Fatores impulsionam empregabilidade mesmo com juros altos
Mesmo diante de juros ainda elevados, fixados em 14,25% ao ano, o mercado de trabalho brasileiro apresenta resiliência, conforme aponta o pesquisador João Mário de França, do FGV Ibre. Diversos fatores combinados contribuem para essa dinâmica de crescimento da ocupação, desafiando a lógica de desaceleração que a taxa Selic normalmente imporia.
- O avanço na formalização de contratos de trabalho.
- A valorização consistente do salário mínimo.
- Programas governamentais de transferência de renda, que estimulam o consumo.
- O peso preponderante do setor de serviços, responsável por mais de 70% da economia nacional.
- Estímulos fiscais concedidos pelos governos federal e estaduais, muitas vezes intensificados em ano eleitoral.
Esses vetores, segundo França, atuam em uma direção oposta à estratégia do Banco Central de conter a atividade econômica pela taxa de juros. Cria-se, assim, uma complexa interação entre políticas fiscais, que visam o crescimento e o bem-estar social, e a política monetária, focada no controle inflacionário.
Setor público lidera criação de novos postos, impactando rendimento médio
Entre março e maio, o país registrou um acréscimo de 558 mil pessoas empregadas, elevando o contingente total de ocupados para 102,7 milhões de trabalhadores. No entanto, uma parcela significativa desse crescimento veio do setor público, que absorveu cerca de 455 mil novos postos de trabalho. Ao mesmo tempo, o número de pessoas buscando emprego permaneceu estável em 6,1 milhões.

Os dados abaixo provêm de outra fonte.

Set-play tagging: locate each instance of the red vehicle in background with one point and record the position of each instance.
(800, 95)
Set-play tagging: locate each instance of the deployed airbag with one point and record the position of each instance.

Muitos desses novos profissionais no setor público foram alocados em escolas, em contratos temporários e sem carteira assinada, conforme detalhado por William França, analista do IBGE. Este movimento é comum em determinados períodos, quando a rede de ensino aumenta suas contratações para atender às demandas educacionais.
A entrada desses trabalhadores com salários geralmente inferiores à média da categoria teve um reflexo no rendimento médio mensal do setor público. Houve uma redução de 3,1%, o equivalente a R$ 172, já descontada a inflação. Apesar disso, o rendimento médio real de todos os trabalhadores do país permaneceu estatisticamente estável, em R$ 3.726, representando um aumento de 4% em relação ao mesmo período do ano passado.
O analista do IBGE observa que, embora as empresas não estejam mais realizando desligamentos em larga escala, o aumento expressivo de novas contratações no setor privado ainda não se materializou de forma significativa. O mercado, entretanto, se organiza para um segundo semestre tradicionalmente mais dinâmico e aquecido da economia.